They also eat more hay when they have more water.


----------



## Blue eyes (Jul 7, 2020)

Here's a similar one that comes in lots of sizes. I found one just like it but much cheaper at a pet store but at least this link shows that you can get bowls even larger than the 20 oz ones like the plastic one above.


https://www.amazon.com/Fuzzy-Puppy-Pet-Products-CCCH-20/dp/B019C0QJ9E?ref_=fsclp_pl_dp_7&th=1



I've had 5 lb rabbits drink 20 oz per day.


----------



## Liquidtravel (Jul 7, 2020)

very cool, thank you.


----------



## zuppa (Jul 7, 2020)

If your rabbit has no problem with drinking from his bottle there's no point in changing to bowl. Some rabbits don't like bowls or struggling but most rabbits can learn. Giant water bottle 1100 ml (37 oz) works really well and would be enough for a flemmie for sure. Bernie can easily drink 600 ml sometimes but most days it's 300 ml a day. Fred only drinks 70 ml but he doesn#t have any problems with using his bottle. Just Bernie drinks often and Fred drinks only 2-3 times a day but really long, he stays at his bottle for a few minutes non stop. He never struggles.

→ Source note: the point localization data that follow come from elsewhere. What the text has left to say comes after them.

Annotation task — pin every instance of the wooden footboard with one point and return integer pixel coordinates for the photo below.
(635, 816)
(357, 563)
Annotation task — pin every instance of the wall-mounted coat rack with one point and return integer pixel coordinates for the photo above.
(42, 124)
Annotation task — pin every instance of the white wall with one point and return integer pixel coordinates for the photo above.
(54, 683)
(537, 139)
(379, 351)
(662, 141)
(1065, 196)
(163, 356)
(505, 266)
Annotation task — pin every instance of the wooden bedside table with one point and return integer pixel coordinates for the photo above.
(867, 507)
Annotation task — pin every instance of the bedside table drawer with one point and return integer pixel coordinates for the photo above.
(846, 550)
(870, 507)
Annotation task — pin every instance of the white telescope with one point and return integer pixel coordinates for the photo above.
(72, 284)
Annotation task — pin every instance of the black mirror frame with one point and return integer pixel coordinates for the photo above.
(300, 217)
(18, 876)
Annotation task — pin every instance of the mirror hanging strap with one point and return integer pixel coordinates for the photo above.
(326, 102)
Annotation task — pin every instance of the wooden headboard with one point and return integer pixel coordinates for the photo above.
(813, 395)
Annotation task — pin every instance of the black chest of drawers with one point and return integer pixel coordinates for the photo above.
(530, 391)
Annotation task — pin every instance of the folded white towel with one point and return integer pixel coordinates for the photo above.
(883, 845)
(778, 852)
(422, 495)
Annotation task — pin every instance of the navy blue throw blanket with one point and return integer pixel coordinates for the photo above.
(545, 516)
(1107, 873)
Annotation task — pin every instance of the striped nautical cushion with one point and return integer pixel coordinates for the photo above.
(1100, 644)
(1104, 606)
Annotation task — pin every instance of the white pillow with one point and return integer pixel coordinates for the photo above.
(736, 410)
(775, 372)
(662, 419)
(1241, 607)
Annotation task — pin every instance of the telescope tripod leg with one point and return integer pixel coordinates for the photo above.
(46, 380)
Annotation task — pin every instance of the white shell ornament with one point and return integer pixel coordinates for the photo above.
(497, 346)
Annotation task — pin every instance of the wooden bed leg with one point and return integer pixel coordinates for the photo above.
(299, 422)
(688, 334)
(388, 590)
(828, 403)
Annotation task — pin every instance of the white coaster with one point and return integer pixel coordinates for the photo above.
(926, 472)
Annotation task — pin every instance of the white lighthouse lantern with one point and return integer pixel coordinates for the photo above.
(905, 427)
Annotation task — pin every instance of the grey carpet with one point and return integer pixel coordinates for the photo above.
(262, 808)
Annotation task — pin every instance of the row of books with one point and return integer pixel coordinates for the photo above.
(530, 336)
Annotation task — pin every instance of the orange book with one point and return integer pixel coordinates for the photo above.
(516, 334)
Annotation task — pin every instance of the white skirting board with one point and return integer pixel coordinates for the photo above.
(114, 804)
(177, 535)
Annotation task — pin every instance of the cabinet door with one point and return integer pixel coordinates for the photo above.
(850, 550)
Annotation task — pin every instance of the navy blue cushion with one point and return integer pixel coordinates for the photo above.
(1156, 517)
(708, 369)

But some rabbits don't understand how it works so they are trying to break it instead of licking ball. For those I would keep bowl under bottle probably so they could have another option. They're just stubborn and don't learn. Most babies learn how to drink from a bottle quite quickly.

By the way, bigger bottle like giant has larger ball so it is easier to use than smaller bottles. I have giant bottles for summer all the time.

With bottles I know that they drink clean water and how much exactly


----------



## Blue eyes (Jul 7, 2020)

I would disagree regarding bottles. I've seen a rabbit actually angrily biting the bottle tube trying to get more water. He was the rabbit that convinced me to change to bowls. I put a bowl under his bottle and he never touched the bottle again. Since then I've only used bowls for my rabbits. His bondmate, btw, never seemed to have an issue with the bottle, but also switched exclusively to the bowl once it was offered. 

I realize some rabbits seem ok with bottles, but I'd say at least try a bowl and give it a fair amount of time and see what happens. One can never really know if a rabbit is ok with a bottle until they are given a comparison.

As for cleaning, I find bottles a pain. They often look clean but if you can reach your finger inside and touch the inside wall, they get slimy (clear slime) really quickly. I suppose if one vigorously cleans each bottle with a bottle brush _every _day, then it would be clean, but what a time-waster (imo) that would be. 

With a bowl that can't tip, it's easy enough to see how much they drink each day.


----------



## zuppa (Jul 7, 2020)

Blue eyes said:


> I would disagree regarding bottles. I've seen a rabbit actually angrily biting the bottle tube trying to get more water. He was the rabbit that convinced me to change to bowls. I put a bowl under his bottle and he never touched the bottle again. Since then I've only used bowls for my rabbits. His bondmate, btw, never seemed to have an issue with the bottle, but also switched exclusively to the bowl once it was offered.
> 
> I realize some rabbits seem ok with bottles, but I'd say at least try a bowl and give it a fair amount of time and see what happens. One can never really know if a rabbit is ok with a bottle until they are given a comparison.
> 
> ...


If you like using bowls I have no problems with that at all.


----------